Sunday, 10 November 2013

Making the most of possibilities of digitisation: an #rbscg13 write-up

Rare Books and Special Collections Group Conference (programme (.docx)).  The theme this year was digitisation (last year was fundraising and advocacy).  The three recurring themes across all of the papers were audience, metadata, and the 'thinginess of things', with some very useful practical advice thrown in. I'm not going to give a blow-by-blow account of every paper, but rather to pick out the bits I've been chewing over since.

All three themes were addressed in Simon Tanner's keynote, which adeptly summed up the current situation as well as challenging us to think more imaginatively about the future and shaking us out of complacency about what we're doing now.

Tanner started by using the analogy of an ant mill to describe the fate of too many digitisation projects.  He emphasised that it's vital to plan properly and to seriously consider audience, opportunity costs (what aren't you doing if you are doing digitisation instead?), and to keep asking the 'so what' question to keep you focussed on why you're doing what you're doing. He also shared lots of useful resources:
Sian Prosser presented a case study on cataloguing and digitising a comparatively small collection of  manuscript fragments. She emphasised that even though there weren't many fragments, a very high level of specialist knowledge was required to describe them well, and that any project of this type is likely to take more time than envisaged.
  • TEI by example. Sian's project used TEI to mark up the descriptions. TEI by example is a set of free online tutorials.
  • Ransom Center Fragments. This is a very useful Flickr site displaying images from a large collection of manuscript fragments at the Harry Ransom Center, University of Texas at Austin.
My favourite paper from the conference was  Rowena Willard-Wright on 'Transforming our data for the internet on a tight budget'.  Willard-Wright works for English Heritage and described their work on digitising and improving their catalogue, including photographing objects, improving old records, cataloguing from scratch, and create varied means of access to the records.  Her talk really exposed infuriating and frustrating the problems faced by all cataloguers are.  As she spoke I wrote:
Willard-Wright's description of migrating and updating catalogue data is very familiar: data has been lost and garbled in transfers over years. Cataloguing has been and still is viewed as archane, and a thing not worth funding, because catalogues were and are seen as not for general consumption. I.e. they are perceived as been the exact opposite of their whole point. This problem that has been seen with the English Heritage catalogue is *exactly* what is being exposed as libraries moves from traditional OPACs to resource discovery/next-generation systems. And, most infuriatingly, the things that cataloguers have known and have been saying forever (e.g. consistency matters, access points matter) is suddenly being "discovered" as if it's new.
Willard-Wright was talking from the perspective of a museum catalogue, which is in some ways very different to a library catalogue.  Museums don't have such a tradition of the publicly accessible comprehensive catalogue, and write much more descriptive and less codified entries for their objects.

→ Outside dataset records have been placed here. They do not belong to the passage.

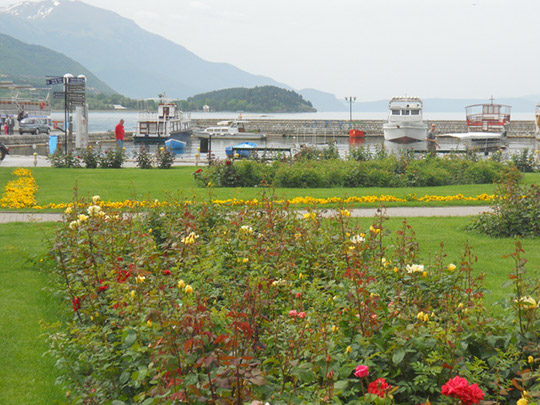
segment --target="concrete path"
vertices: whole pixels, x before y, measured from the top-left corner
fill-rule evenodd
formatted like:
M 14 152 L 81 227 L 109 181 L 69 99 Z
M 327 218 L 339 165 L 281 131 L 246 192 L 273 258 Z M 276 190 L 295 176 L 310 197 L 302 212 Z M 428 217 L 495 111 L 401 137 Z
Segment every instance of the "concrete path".
M 369 218 L 375 216 L 376 208 L 355 208 L 349 210 L 352 217 Z M 490 211 L 489 206 L 476 207 L 392 207 L 386 208 L 389 217 L 469 217 Z M 299 211 L 299 215 L 307 211 Z M 328 210 L 325 216 L 335 215 L 335 210 Z M 8 222 L 56 222 L 62 219 L 59 213 L 24 213 L 24 212 L 0 212 L 0 223 Z

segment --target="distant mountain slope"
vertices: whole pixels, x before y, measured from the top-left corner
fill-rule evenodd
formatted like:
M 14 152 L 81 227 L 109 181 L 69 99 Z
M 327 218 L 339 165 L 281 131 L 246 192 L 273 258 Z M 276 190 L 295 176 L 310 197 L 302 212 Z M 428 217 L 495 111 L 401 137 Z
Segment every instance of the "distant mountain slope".
M 111 11 L 73 0 L 25 2 L 0 10 L 0 32 L 55 49 L 79 61 L 130 97 L 174 98 L 275 80 L 205 61 Z
M 212 111 L 248 112 L 315 112 L 313 105 L 301 95 L 276 86 L 261 86 L 252 89 L 237 87 L 223 89 L 189 97 L 184 110 L 200 111 L 208 105 Z
M 92 72 L 65 55 L 43 46 L 28 45 L 8 35 L 0 34 L 0 74 L 2 80 L 46 87 L 46 76 L 63 76 L 65 73 L 85 75 L 88 90 L 93 89 L 95 92 L 106 94 L 115 93 Z

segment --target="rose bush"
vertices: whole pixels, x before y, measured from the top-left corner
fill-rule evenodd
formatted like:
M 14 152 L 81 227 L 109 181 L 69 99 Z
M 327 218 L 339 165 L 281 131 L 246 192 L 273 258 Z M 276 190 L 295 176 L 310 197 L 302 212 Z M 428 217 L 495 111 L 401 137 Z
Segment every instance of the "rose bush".
M 367 229 L 348 212 L 74 204 L 51 246 L 69 400 L 447 403 L 456 376 L 467 401 L 475 384 L 499 403 L 539 394 L 538 290 L 521 270 L 494 314 L 470 246 L 422 254 L 407 223 L 390 234 L 383 212 Z

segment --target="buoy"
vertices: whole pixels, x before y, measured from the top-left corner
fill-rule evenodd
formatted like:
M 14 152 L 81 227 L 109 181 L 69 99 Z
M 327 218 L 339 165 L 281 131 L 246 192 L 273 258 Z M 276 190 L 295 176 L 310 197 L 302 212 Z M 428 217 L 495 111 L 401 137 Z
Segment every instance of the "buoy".
M 52 124 L 54 129 L 58 129 L 58 121 L 53 121 Z
M 47 105 L 47 104 L 45 104 L 45 101 L 42 101 L 41 103 L 39 103 L 39 106 L 41 107 L 42 110 L 45 109 L 45 106 L 46 106 L 46 105 Z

The English Heritage cataloguing project used teams of volunteers with very well-defined tasks.  They write clear, concise, engaging, small chunks of description - i.e. entries that confirm to the principles of good writing for the web. The volunteers aren't necessarily experts on the objects, and they're writing for audiences who aren't necessarily experts either. However, there's a recognition that the audience may have additional knowledge or stories to share, and for this reason a 'tell the curators something about this' button is being built into the public catalogue.  I absolutely love this - it's baffled me for years that so few library catalogues have a 'tell us if there's a mistake' button. Copac is a notable exception.  I fear that many libraries don't have one because, if it was ever mentioned in a meeting, someone piped up and said "but think of all the extra work" which likely trumped "think of how handy that will be for our readers, and how useful for us to make use of their knowledge".

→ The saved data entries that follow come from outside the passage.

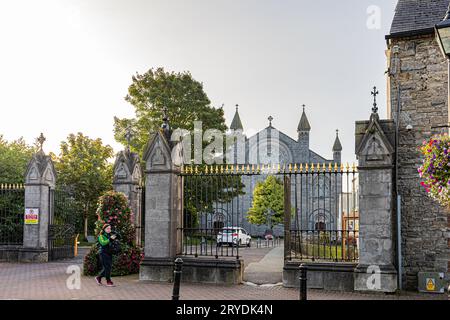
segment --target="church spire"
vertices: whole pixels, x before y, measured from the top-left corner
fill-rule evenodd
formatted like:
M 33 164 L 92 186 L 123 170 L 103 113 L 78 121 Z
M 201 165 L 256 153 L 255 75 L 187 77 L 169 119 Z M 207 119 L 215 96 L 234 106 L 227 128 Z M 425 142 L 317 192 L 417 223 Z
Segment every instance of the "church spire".
M 298 143 L 304 154 L 309 155 L 309 132 L 311 131 L 311 126 L 309 125 L 308 117 L 305 113 L 305 105 L 303 107 L 302 117 L 297 127 L 298 132 Z
M 334 140 L 333 152 L 342 151 L 341 141 L 339 140 L 339 130 L 336 130 L 336 140 Z
M 336 139 L 334 140 L 333 145 L 333 162 L 340 164 L 341 157 L 342 157 L 342 145 L 341 141 L 339 140 L 339 130 L 336 130 Z
M 302 117 L 300 118 L 300 122 L 298 123 L 297 132 L 309 132 L 311 131 L 311 126 L 309 125 L 308 117 L 305 113 L 305 105 L 302 105 L 303 107 L 303 113 Z
M 230 125 L 231 130 L 244 130 L 242 126 L 241 117 L 239 116 L 239 105 L 236 105 L 236 113 L 234 114 L 233 121 Z

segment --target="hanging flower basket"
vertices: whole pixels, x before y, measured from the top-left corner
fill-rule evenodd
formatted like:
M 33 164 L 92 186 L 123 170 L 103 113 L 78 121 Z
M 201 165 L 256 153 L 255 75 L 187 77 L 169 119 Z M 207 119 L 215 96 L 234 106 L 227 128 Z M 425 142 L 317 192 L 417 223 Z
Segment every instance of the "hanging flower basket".
M 418 169 L 420 183 L 430 197 L 441 205 L 450 207 L 450 137 L 433 136 L 419 148 L 424 156 Z

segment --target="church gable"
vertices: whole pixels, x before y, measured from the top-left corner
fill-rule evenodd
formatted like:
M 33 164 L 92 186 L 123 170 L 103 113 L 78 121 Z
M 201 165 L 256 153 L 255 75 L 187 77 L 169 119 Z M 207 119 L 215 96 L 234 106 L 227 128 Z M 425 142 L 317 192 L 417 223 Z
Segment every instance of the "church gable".
M 239 121 L 238 121 L 239 120 Z M 249 138 L 245 138 L 245 162 L 248 164 L 265 164 L 265 163 L 307 163 L 310 161 L 325 163 L 329 161 L 340 162 L 342 146 L 338 137 L 333 146 L 333 160 L 327 160 L 324 157 L 313 152 L 309 148 L 309 131 L 311 125 L 305 113 L 303 105 L 303 113 L 297 128 L 298 139 L 295 140 L 284 132 L 279 131 L 272 125 L 274 120 L 272 116 L 268 117 L 269 126 L 257 132 Z M 233 118 L 231 129 L 242 128 L 242 121 L 239 117 L 238 109 Z M 227 159 L 233 159 L 233 162 L 242 162 L 238 160 L 239 146 L 235 143 L 232 148 L 227 151 Z M 278 152 L 279 156 L 273 152 Z M 234 154 L 234 156 L 233 156 Z M 240 158 L 242 159 L 242 157 Z
M 372 114 L 369 126 L 356 148 L 356 155 L 360 163 L 388 163 L 394 148 L 378 123 L 378 116 Z
M 294 162 L 296 142 L 273 127 L 267 127 L 247 139 L 247 162 L 252 164 L 277 162 Z M 266 153 L 266 154 L 264 154 Z M 278 153 L 278 159 L 272 157 Z
M 164 170 L 172 166 L 171 148 L 161 131 L 154 133 L 145 147 L 143 159 L 146 170 Z

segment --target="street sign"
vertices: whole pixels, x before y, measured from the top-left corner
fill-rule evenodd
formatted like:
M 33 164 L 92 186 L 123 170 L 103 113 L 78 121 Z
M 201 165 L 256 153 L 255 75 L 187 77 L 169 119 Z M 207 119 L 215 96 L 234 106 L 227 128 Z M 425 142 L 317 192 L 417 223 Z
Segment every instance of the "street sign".
M 436 280 L 433 278 L 427 278 L 427 291 L 435 291 L 436 290 Z
M 26 208 L 24 216 L 25 224 L 39 224 L 39 209 Z
M 444 293 L 446 282 L 442 272 L 419 272 L 419 291 L 425 293 Z

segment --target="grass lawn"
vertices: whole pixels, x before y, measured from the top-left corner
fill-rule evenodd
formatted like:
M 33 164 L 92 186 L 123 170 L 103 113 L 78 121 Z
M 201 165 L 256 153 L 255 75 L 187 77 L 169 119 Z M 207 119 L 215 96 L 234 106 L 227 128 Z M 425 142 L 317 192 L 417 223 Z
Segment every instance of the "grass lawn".
M 330 261 L 349 261 L 352 262 L 358 258 L 358 251 L 353 246 L 346 246 L 334 244 L 318 244 L 318 243 L 299 243 L 291 244 L 291 254 L 294 259 L 311 259 L 314 260 L 330 260 Z M 344 257 L 344 253 L 346 257 Z

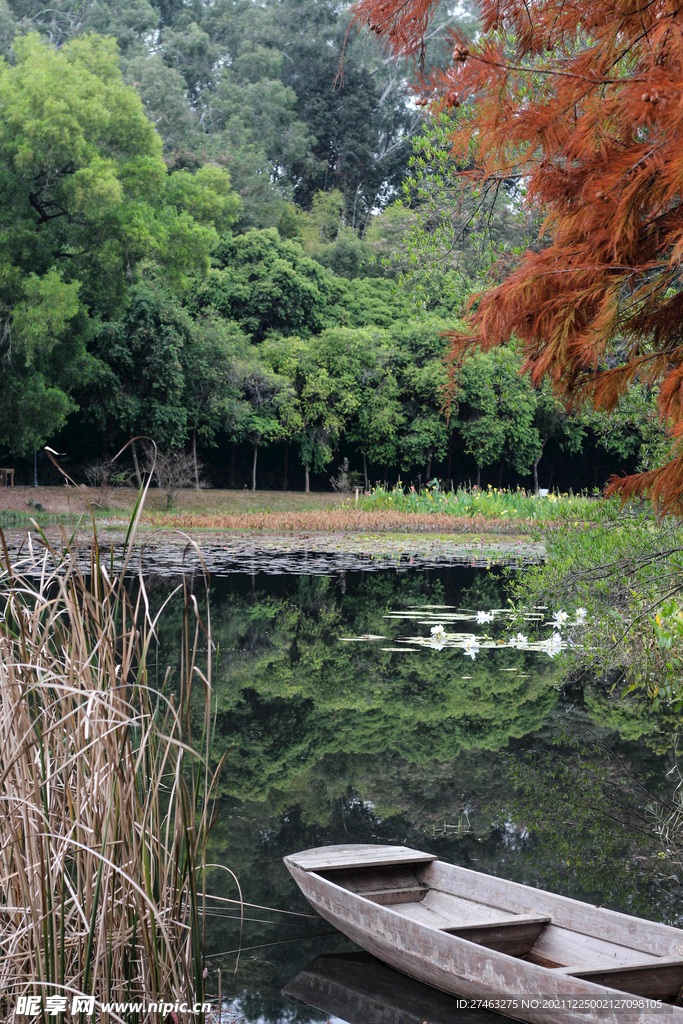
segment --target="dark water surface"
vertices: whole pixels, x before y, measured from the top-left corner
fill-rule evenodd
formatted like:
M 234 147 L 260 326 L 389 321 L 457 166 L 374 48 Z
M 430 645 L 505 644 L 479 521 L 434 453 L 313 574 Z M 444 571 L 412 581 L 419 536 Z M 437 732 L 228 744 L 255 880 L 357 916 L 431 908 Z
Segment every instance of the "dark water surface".
M 155 599 L 170 587 L 149 582 Z M 235 873 L 247 903 L 291 912 L 246 909 L 241 938 L 234 903 L 207 916 L 209 991 L 220 970 L 225 1021 L 493 1020 L 349 958 L 356 947 L 307 916 L 282 863 L 307 847 L 398 842 L 678 921 L 666 853 L 651 839 L 671 723 L 615 699 L 609 681 L 561 687 L 556 662 L 539 652 L 482 649 L 472 660 L 462 649 L 392 649 L 400 636 L 430 635 L 433 606 L 447 615 L 505 602 L 502 578 L 462 566 L 212 581 L 215 754 L 229 753 L 209 860 Z M 386 617 L 398 611 L 414 617 Z M 447 629 L 497 636 L 498 621 Z M 162 630 L 169 656 L 174 622 Z M 209 888 L 238 896 L 225 871 L 209 874 Z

That lack of connection to the audience was hammered home for me in another way throughout Willard-Wright's talk.  The museum descriptions are being written for general audiences.  Rare books records contain descriptions that are, frankly, written for librarians.  Not even, really, for most researchers. Yes, we include all sorts of useful information, but we code it up in impenetrable ways, and there's all sorts of information we don't include accessibly.  This has maybe been less of an issue in the past, when catalogue records were only seen by those initiated into our arcane world. But now catalogue records go along with beautiful/intriguing/important digitised books that all sorts of people might want to see, and our gibberish means *nothing*, and doesn't explain any of the basics. (How many records for the first folio show clearly that this is a first folio? Or the Nuremberg Chronicle?)

During Willard-Wright's paper Jill Dye commented that "The only difference between an online catalogue and a digitisation project is adding a photo?", and I think that in one way she's right: it's completely wrong to think that a digitisation project stands apart from cataloguing. However, making materials accessible in any way, but especially if they're freely available online demands a new attitude to description. We really need to step up our game.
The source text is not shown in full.